Players and staff have suggested that the team’s run will come, and it probably will, in whatever form that takes. But the 2014 edition has continued to struggle when given opportunities to break through, whether that means a big hit in a big spot or a big victory when it had a chance to alter the win-loss record in a dramatic way.
Consider the following:
• Boston has lost eight consecutive games in which it could have improved to .500 (including Sunday), and many of those missed opportunities have involved blown chances within the games. The Red Sox have lost four of them by a single run and dropped a couple in extra innings. The Red Sox are 1-9 in games that could have upped their record to .500, the worst mark in the majors. The only team even close is the Padres at 1-7 in such games.

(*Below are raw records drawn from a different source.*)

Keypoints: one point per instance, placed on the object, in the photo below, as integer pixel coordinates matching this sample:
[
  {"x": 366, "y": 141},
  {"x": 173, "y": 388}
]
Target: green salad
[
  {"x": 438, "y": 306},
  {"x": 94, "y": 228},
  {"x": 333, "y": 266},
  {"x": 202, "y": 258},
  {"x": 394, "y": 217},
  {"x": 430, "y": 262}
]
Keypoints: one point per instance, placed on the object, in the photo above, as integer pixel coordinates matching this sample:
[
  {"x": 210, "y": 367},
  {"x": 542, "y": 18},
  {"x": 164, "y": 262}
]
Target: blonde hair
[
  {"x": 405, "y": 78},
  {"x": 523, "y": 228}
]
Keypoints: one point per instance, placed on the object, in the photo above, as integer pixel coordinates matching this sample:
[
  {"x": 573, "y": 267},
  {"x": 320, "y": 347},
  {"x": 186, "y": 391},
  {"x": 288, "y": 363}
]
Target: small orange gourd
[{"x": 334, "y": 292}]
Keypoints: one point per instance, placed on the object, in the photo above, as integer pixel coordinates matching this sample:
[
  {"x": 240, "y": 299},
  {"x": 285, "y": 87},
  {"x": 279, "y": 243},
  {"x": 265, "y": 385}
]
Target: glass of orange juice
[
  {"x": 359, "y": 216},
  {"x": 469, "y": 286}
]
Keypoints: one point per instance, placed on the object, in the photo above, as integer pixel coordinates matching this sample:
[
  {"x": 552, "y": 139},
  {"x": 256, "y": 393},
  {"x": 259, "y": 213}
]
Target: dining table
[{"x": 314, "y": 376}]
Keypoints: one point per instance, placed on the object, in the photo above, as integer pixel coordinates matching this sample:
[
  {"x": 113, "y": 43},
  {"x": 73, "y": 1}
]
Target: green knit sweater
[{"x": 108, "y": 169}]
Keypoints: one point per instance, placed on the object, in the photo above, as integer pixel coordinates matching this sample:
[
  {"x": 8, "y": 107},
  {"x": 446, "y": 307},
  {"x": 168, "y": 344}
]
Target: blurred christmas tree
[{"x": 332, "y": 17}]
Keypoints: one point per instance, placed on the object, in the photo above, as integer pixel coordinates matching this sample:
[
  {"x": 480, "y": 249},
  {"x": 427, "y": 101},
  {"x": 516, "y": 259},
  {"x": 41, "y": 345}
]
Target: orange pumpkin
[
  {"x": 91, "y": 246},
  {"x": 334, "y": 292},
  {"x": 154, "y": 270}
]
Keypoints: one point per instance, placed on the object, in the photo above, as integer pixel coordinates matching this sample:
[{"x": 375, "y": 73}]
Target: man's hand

• The Red Sox are hitting .222 (with a .669 OPS) with runners in scoring position. That’s third-worst in the American League, behind only Cleveland (.221) and the lowly Astros (.202). Through 32 games last season, the Red Sox were hitting .302 with runners in scoring position, third-best in the majors. They finished the season at .278, also third-best in baseball.
• Through 32 games in 2013, Boston had three walk-off wins (one this year) and was 4-2 in one-run games (3-8 in 2014).
• Red Sox baserunners have scored 27 percent of the time this season. The only team in the American League that scores at a lesser rate is Houston.
• While some frown at the bunt, it is notable that after a missed chance by Jackie Bradley Jr. in Sunday’s loss to Oakland, Boston has been successful on just 29 percent of its sacrifice attempts, the second-lowest rate in the AL.
• The Sox are last in the AL in productive out percentage at 24 percent, meaning they are failing to advance a runner with an out a league-high 76 percent of the time.
For most teams, such inefficiency would yield a rather horrendous record. The Sox, at the very least, do get more runners on than most teams, so they have more opportunities. Also, their starters continue to give them every opportunity to, well, have opportunities. Particularly of late.
Since April 24, Red Sox starters rank second in ERA at 2.94, compared to a 4.36 mark over the first 22 games of the season.
Jon Lester, John Lackey and others have often fielded similar lines of questioning after solid starts that resulted in team losses due to many of the reasons noted earlier. The latest was Lackey, who allowed two runs in six innings against the A’s but left trailing 2-1 and watched as his team wasted chances in the later innings.
“I felt pretty good about it,” Lackey said Sunday. “Gave up a couple runs against a pretty good team.”
In short, he did his job. And the Red Sox lost. Although that is maddening at times, the club is pleased to know that the one area of the team it deems most crucial has performed well. Lackey, Lester and Clay Buchholz limited the A’s -- the league’s best road offense -- to three runs on 10 hits in 20 1/3 innings.
“They’re giving us what we expect or anticipated coming out of spring training,” Farrell said over the weekend. “We feel all along that our starting rotation might be the most important area of the team, and really for any team to advance in the postseason.
“You’re going to look at a rotation as being a strength or a strong area, and we’re going to need those guys to perform with [consistency].”
That need for consistent starting pitching is amplified by the relative lack of offensive production.
Former manager Terry Francona often talked about the stress of an inning or of a particular pitch as a factor that was just as important, or even more so, than pitch count. A guy might cruise through a 135-pitch perfect game with no physical issues, while another who battles through 98 pitches in six innings filled with baserunners will come out of it spent. That has relation to the score, as stress goes up when the margin for error is slim, as is often the case when the team is playing from behind and the offense fails to come through in the mid-to-late innings. That has been the case with Boston.
While much of it falls on the bullpen, it is notable that the Sox are seeing an uptick in pitching in high-leverage situations this year (8.4 plate appearances per game, compared to 8.1 in 2013). The difference seems minimal, but it adds up over time. A few more stressful at-bats per week, a dozen more a month could mean more than 100 from one year to the next by the time it is all said and done.
You have to wonder about the toll that takes on those all-important arms, and this is all before the weather warms and hitters get loose. Of course, the stress and strain on a quality staff goes the other way if Boston hitters can pick up the slack and take advantage of their opportunities at a greater rate. Right now, they have the look of a rather tight bunch.